To use the mapping, first preprocess the recipe ingredients, then run them through the map...

*note that the first element of the array is the recipe title*

In [None]:
# recipe as read from original source
sampleRecipe = recipes[15]
sampleRecipe

In [None]:
# recipe with ingredients mapped into foodb friendly names
mappedRecipe = [sampleRecipe[0]] + [ completedMap[preprocess(ingr)] for ingr in sampleRecipe[1:] ]
mappedRecipe

##### Mapping the Recipes
The final step is to map over all the ingredients of all the recipes.

Recall that the first item of the recipe is the title, which cannot be mapped.

In [None]:
for recipeIndex, recipe in enumerate(recipes):
    for ingrIndex, ingr in enumerate(recipe[1:]):
        recipes[recipeIndex][ingrIndex+1] = completedMap[preprocess(ingr)]
        
#output recipe 15 as example
recipes[15]

In [None]:
OUTPUT_PATH = "data/after-mapping/ourRecipes.csv"

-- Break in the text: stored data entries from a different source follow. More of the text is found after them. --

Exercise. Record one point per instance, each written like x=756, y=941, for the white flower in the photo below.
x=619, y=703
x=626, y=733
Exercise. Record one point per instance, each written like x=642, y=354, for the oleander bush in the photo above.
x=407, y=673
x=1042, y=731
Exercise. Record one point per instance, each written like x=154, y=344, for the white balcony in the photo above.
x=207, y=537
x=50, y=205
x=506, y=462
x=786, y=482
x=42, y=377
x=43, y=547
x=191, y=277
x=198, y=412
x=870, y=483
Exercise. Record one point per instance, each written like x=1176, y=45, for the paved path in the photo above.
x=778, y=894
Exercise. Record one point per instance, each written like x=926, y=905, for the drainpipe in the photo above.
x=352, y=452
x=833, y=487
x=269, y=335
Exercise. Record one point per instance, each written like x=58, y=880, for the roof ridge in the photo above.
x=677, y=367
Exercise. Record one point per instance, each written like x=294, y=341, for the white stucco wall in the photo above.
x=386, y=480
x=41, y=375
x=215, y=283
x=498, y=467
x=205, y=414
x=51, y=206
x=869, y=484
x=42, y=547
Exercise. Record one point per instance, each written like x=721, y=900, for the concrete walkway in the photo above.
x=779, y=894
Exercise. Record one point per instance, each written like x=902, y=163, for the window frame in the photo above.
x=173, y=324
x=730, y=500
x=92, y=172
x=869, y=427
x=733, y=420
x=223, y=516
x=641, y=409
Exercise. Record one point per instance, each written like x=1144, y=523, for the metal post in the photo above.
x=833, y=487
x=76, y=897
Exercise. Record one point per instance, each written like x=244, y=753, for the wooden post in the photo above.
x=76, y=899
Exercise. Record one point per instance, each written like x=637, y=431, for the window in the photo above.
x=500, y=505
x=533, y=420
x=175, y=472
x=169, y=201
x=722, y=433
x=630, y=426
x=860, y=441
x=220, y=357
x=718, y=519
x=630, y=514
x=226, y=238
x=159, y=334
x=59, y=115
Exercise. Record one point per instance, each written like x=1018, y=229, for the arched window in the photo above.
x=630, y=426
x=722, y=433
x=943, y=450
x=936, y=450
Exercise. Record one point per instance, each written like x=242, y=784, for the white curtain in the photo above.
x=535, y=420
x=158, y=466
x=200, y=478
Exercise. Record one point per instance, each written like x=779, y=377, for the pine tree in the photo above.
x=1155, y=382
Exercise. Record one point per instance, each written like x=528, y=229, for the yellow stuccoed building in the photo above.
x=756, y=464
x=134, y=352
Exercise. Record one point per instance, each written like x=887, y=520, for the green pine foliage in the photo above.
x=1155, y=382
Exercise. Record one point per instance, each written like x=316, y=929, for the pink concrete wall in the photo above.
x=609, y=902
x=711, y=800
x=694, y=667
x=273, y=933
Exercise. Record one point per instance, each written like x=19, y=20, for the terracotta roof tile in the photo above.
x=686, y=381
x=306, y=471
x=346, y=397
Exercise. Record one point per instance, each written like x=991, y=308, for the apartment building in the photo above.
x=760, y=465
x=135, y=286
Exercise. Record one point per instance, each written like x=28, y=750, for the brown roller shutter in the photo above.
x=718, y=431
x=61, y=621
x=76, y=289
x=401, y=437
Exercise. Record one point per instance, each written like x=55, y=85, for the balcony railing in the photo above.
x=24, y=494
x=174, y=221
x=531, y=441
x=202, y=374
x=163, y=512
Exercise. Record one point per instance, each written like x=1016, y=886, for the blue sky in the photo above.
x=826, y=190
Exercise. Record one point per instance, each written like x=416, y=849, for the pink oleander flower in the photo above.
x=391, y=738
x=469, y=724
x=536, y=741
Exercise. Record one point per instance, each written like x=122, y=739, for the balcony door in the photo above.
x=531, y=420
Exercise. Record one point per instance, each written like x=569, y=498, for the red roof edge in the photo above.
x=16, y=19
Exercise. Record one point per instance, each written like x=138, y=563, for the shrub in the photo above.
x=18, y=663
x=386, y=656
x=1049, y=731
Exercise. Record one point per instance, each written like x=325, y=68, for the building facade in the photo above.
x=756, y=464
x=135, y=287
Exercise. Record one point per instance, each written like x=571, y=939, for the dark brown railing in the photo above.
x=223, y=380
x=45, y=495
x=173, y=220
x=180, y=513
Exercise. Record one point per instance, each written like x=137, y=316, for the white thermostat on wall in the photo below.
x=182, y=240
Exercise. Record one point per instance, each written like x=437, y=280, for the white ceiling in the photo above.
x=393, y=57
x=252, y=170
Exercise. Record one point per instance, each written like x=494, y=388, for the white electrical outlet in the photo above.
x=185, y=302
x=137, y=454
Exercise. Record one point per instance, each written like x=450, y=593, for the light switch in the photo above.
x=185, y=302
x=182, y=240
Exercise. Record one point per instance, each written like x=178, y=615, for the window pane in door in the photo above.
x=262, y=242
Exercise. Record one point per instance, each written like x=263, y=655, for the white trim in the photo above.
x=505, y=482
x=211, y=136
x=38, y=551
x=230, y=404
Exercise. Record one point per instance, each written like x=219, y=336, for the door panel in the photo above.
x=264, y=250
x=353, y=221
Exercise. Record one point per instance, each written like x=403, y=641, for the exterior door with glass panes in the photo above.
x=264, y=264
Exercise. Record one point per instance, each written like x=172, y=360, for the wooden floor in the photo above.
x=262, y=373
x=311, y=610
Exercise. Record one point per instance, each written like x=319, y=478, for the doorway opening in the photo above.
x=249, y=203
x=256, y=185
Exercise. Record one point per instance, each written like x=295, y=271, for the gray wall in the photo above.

with open(OUTPUT_PATH, "w", newline='') as outFile:
    writer = csv.writer(outFile)
    for recipe in recipes:
        writer.writerow(["Russian"]+recipe[1:]) #replace recipe name with cuisine

Huzzah! All the recipes have now been mapped!

### Combining the Dataset
A nice to have feature is a single source of data, which mean that we need to combine all the recipes. This is ideally very simple however it is necessary to remove overlap between the recipes. This particularly relevant between the *supplementary dataset* provided by the paper and the *allrecipes* as the paper's supplementary material drew some of its recipes from an earlier version of the site.

In [None]:
#reads recipes from a collection of files, removes any duplicate recipes and ingredients and outputs the results
# Also creates a map of all occurances of paired ingredients
def removeOverlap(fileNameList, outFileName):
    # Read Recipes
    uniqueRecipes = set()
    dupes = dict()
    dupeCount = 0
    for file_ in fileNameList:
        with open(file_) as inFile:
            print("Parsing File: " + file_)
            reader = csv.reader(inFile)
            for row in reader:
                cuisine = row[0]
                ingredients = set([ingredient.strip() for ingredient in row[1:]]) #remove recipe's duplicate ingredients
                entry = (cuisine, tuple(sorted(ingredients)))
                #handle duplicates
                if entry in uniqueRecipes:
                    dupeCount += 1
                    if entry in dupes:
                        dupes[entry] += 1
                    else:
                        dupes[entry] = 1
                    print("Duplicate Entry: " + str(entry))
                    print("Occuring " + str(dupes[entry]) + " Times")
                uniqueRecipes.add(entry)
    print("Number of Duplicates is: " + str(dupeCount))

    # Write Recipe List
    with open(outFileName + "Recipes" + ".csv", "w", newline='') as outFile:
        writer = csv.writer(outFile)
        for recipe in sorted(uniqueRecipes):
            cuisine = recipe[0]
            ingredients = recipe[1]
            writer.writerow([cuisine] + list(ingredients))

    # Count Pairs
    pairCount = dict()
    for recipe in sorted(uniqueRecipes):
        #get all pairs of ingredients
        ingredientPairs = combinations(recipe[1], 2)
        for pair in ingredientPairs:
            if pair in pairCount:
                pairCount[pair] += 1
            else:
                pairCount[pair] = 1

    # Write Ingredient Pair Counts
    with open(outFileName + "IngredientPairings" + ".csv", "w", newline='') as outFile:
        writer = csv.writer(outFile)
        for pair, count in pairCount.items():
            writer.writerow([pair[0], pair[1], count])

In [None]:
dataPath = "data/after-mapping/"
outPath = "data/no-overlap/"

# russian cuisine dataset
dataFileNames = ["ourRecipes.csv"]
mainRecipesFiles = [dataPath + fileName for fileName in dataFileNames]
mainOutputFileName = "noOverlap"
# recipes from other cuisines
otherRecipesFiles = [dataPath + "all_cuisines_csv1.csv"]
otherOutputFileName = "paperNoOverlap"

In [None]:
#map the russian recipes
removeOverlap(mainRecipesFiles, outPath + mainOutputFileName)

In [None]:
#map the recipes from other cultures
removeOverlap(otherRecipesFiles, outPath + otherOutputFileName)

*... And thats it!* All the data processing is done and recipes are ready for analysis!!!